Documentation for fxl

Intro to R and Graphing with the fxl Package

Written by Shawn P. Gilroy (Last Updated: 2024-05-25)Programming Data Types Data Structures

Rationale for fxl rather than Base R graphics or ggplot

The purpose of this post is to provide a brief, but useful overview of some of the conventions and practices I have found helpful when working with R to build and display results from single-case design research. This content is intended to be a primer for those who may be new to R, and is not intended to be exhaustive or comprehensive. Reviewing this content should help to understand certain practices and patterns reflected across the R code used in posts related to the fxl R package.

Again, this is not a comprehensive introduction to R, but is intended to provide a basic understanding of some of the conventions and practices that will be reflected across the fxl library. This content is likely to change as features are added or changed to the plotting library.

I made the fxl library because certain conventions that are common and expected in certain domains of scientific research (i.e., single-case design research) are either not easily performed or are not possible entirely. For example, single-case design figure often convey information in ways that are seldom used in other domains (e.g., conveying information across multiple plots with some shared feature, such as a dogleg phase change line). This creates a situation where the information presented is not exactly consistent with historical norms or practices related to figure designs.

To be fair, you can likely accomplish 90% of what you need in single-case design using either base R graphics or the ggplot2 library, and the fxl library was created to get at that the remaining 10% of features not easily accomplished in those libraries.

Review of Relevant Terms and Concepts

These posts are made to provide a pragmatic (i.e., limited) introduction to R for readers who may typically do most or all of their work in spreadsheet software. A number of base terms and concepts (e.g., code management) are presented to assist in those new to R in understanding common/recommended conventions and practices as they relate to later use of the fxl library. Seasoned R users are of course welcome to skip ahead of course.

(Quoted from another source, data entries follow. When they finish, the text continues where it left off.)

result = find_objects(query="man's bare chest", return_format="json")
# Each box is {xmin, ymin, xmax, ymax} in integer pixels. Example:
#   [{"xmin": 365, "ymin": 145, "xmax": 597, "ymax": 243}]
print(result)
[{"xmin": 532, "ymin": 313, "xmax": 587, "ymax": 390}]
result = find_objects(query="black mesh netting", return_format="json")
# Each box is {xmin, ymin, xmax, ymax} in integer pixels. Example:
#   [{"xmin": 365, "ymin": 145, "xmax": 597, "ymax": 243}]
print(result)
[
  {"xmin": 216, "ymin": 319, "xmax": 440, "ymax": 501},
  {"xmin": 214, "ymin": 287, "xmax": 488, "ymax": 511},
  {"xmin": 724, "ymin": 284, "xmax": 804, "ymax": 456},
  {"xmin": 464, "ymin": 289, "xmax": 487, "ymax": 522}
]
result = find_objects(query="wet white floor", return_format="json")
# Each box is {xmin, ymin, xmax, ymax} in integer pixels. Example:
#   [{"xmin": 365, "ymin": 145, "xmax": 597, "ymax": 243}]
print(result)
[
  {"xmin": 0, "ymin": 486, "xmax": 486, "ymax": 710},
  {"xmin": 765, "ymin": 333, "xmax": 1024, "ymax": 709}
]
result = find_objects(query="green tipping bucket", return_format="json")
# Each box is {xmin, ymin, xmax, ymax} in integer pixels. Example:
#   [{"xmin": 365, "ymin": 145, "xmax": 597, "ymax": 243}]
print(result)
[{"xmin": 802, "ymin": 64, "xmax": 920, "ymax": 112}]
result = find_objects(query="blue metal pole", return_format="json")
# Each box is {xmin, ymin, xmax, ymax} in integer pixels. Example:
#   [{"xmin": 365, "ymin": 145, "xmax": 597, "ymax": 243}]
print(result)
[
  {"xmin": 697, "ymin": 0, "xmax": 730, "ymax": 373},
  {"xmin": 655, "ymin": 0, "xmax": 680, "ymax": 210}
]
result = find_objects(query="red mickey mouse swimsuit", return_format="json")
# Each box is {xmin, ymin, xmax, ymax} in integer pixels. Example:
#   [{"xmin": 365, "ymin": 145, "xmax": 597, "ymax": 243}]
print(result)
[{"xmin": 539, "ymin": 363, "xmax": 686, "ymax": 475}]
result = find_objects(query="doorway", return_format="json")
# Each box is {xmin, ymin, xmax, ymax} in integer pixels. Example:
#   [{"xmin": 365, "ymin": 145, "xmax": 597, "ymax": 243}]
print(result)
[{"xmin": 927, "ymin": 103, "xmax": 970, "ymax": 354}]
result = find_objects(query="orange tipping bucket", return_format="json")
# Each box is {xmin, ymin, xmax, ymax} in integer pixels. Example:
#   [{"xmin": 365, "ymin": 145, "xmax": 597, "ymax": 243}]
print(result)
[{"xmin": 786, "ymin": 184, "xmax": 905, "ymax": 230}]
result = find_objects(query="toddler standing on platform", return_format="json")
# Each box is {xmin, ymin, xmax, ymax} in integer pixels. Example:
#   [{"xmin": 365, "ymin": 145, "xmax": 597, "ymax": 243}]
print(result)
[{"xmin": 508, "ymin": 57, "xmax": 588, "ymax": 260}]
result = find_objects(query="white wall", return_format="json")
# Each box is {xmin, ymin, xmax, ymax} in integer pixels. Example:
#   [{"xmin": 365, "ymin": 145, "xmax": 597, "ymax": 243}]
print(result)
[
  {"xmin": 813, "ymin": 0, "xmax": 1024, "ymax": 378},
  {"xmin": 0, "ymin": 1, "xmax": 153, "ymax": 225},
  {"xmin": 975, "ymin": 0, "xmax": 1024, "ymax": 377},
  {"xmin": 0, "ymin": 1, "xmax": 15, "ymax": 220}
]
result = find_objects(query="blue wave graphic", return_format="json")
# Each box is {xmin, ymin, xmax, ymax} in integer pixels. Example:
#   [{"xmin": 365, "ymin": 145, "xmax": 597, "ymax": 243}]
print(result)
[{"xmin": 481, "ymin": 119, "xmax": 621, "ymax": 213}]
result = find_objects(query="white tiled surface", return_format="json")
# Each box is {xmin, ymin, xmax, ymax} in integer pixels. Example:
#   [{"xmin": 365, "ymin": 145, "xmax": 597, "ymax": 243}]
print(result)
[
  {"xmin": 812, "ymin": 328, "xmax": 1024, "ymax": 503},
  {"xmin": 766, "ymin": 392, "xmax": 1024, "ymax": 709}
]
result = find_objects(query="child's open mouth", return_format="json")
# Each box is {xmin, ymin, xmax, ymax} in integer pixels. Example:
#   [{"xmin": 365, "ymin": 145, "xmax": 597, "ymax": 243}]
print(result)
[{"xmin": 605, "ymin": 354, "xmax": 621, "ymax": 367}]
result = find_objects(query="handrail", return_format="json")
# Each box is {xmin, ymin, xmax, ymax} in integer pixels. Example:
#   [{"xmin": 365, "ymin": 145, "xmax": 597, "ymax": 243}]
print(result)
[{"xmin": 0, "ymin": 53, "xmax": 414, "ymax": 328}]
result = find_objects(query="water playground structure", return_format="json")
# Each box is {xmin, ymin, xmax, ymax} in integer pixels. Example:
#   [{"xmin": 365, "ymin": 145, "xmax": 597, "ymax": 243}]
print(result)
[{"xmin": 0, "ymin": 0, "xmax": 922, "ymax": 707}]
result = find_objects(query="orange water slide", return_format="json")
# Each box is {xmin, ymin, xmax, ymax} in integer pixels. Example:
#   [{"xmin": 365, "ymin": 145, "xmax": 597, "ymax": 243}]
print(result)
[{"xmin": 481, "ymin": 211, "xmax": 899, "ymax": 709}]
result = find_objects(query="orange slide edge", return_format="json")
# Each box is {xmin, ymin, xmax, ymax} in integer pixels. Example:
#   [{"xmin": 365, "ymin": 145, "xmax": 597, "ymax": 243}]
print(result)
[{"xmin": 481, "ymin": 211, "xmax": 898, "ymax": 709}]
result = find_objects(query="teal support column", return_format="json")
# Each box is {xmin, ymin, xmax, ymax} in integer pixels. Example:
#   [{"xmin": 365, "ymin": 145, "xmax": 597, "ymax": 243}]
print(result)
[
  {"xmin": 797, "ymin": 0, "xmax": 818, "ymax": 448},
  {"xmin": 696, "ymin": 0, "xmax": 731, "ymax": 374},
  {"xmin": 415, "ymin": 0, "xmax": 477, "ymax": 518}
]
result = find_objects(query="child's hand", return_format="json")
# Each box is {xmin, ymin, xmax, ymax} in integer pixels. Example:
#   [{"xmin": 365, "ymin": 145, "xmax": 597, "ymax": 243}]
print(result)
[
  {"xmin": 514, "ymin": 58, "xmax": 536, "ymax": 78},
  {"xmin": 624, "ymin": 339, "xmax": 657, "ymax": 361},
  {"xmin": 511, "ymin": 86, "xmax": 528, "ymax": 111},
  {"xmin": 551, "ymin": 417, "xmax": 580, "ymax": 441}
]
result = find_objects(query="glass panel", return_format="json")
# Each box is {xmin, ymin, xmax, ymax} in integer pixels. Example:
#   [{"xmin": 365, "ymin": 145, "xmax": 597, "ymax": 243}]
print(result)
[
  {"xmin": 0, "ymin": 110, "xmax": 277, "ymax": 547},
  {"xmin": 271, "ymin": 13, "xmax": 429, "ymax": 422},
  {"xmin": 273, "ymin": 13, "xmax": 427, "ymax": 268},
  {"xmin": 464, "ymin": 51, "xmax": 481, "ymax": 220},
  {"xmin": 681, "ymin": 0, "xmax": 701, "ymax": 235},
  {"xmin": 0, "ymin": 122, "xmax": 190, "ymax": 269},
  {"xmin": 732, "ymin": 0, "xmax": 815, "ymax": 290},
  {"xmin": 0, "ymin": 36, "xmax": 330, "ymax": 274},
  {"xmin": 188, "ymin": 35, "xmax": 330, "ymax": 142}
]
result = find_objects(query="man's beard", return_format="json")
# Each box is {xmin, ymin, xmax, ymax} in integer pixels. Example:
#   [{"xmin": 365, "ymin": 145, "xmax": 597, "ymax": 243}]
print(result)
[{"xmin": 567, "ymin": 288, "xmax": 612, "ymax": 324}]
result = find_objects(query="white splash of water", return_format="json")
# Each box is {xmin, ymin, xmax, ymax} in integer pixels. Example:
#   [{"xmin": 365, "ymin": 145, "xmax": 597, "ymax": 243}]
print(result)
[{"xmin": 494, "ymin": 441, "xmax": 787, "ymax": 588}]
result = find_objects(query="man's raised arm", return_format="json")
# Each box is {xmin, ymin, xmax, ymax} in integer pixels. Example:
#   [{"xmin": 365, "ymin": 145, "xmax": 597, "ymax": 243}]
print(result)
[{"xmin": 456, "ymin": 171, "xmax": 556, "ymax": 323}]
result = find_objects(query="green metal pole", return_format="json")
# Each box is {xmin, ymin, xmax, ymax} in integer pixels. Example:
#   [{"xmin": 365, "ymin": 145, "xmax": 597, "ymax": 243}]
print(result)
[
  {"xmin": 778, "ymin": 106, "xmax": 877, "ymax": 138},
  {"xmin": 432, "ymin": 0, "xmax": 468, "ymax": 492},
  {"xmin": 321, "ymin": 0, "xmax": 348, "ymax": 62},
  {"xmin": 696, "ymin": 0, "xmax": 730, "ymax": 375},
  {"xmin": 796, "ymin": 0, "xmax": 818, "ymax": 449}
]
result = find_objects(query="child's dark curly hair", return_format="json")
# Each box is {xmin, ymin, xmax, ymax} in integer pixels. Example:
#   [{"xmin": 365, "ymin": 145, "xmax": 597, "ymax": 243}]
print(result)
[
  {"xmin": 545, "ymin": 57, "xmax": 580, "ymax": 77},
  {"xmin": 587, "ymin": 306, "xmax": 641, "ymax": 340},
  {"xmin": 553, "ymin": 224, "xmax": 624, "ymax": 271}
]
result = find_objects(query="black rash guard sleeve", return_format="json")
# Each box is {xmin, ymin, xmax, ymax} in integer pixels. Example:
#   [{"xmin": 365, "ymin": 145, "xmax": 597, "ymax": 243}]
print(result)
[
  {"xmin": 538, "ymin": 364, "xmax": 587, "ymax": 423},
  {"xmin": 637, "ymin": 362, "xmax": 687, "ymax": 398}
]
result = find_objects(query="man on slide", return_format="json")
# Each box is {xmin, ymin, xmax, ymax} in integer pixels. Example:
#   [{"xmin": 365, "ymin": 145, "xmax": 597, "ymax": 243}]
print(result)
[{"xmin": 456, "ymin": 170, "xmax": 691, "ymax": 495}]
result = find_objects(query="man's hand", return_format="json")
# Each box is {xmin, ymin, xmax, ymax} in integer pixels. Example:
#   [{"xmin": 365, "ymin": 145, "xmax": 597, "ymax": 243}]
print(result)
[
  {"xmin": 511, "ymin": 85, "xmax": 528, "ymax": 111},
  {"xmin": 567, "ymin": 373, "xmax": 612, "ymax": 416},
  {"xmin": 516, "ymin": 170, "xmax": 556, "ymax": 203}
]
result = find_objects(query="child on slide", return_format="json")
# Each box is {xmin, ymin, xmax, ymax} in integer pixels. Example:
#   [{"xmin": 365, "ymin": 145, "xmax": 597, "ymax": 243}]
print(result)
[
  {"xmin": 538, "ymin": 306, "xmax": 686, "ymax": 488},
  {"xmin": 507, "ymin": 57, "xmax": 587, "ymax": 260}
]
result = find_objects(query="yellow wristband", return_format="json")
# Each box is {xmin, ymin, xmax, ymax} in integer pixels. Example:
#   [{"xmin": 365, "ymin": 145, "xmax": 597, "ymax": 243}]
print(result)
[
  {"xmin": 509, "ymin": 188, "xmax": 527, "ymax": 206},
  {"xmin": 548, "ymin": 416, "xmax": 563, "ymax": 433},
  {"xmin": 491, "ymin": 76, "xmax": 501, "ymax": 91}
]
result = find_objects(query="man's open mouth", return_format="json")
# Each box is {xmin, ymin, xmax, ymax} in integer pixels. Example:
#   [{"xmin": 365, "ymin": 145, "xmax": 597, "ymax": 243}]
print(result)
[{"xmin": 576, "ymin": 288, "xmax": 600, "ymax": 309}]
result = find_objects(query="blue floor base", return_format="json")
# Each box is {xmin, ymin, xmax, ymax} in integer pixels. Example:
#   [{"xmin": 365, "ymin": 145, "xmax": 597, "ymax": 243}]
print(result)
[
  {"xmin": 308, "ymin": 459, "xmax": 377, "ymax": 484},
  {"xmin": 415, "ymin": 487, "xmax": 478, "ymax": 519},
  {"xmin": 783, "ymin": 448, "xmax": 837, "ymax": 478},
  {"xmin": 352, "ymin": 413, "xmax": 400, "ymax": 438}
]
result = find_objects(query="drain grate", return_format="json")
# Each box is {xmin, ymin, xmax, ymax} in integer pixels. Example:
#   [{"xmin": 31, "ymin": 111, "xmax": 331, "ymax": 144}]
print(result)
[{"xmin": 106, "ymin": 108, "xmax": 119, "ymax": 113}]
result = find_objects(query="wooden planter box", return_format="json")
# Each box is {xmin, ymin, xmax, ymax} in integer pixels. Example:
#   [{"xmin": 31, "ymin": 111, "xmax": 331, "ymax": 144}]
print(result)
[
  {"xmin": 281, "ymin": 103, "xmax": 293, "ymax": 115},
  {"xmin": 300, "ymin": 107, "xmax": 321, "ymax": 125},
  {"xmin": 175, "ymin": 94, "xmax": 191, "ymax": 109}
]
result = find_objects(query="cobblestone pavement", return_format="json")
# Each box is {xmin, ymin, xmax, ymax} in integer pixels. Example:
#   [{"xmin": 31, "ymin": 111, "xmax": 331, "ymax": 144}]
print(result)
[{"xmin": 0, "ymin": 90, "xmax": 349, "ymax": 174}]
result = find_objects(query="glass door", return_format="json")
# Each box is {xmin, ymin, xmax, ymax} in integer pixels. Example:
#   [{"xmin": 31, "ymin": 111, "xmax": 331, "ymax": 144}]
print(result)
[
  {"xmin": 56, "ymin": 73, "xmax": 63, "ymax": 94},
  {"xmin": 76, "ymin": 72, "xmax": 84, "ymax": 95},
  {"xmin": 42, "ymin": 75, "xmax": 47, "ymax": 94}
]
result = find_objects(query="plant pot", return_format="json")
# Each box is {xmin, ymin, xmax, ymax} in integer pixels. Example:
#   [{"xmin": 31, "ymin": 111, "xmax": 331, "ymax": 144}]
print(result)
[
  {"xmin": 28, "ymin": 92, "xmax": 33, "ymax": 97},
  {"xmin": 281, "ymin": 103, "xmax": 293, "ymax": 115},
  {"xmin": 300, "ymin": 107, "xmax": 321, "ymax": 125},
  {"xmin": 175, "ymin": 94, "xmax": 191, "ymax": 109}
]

As a minor, but relevant note, there is no generally accepted right way to do most operations in R. What is presented here is primary based on my anecdotal experiences and preferences after working with R for some time.

Variables in R

The term variable in R is used to refer to some named object that can store data (Note: variables more typically corresponded to the location of information, but R variables cannot be used pointers, so this is beside the point). In R, variables are created using one of the two assignment operators ‘<-’ or ‘=’. The value on the right-hand side of the operator is assigned to the variable on the left-hand side.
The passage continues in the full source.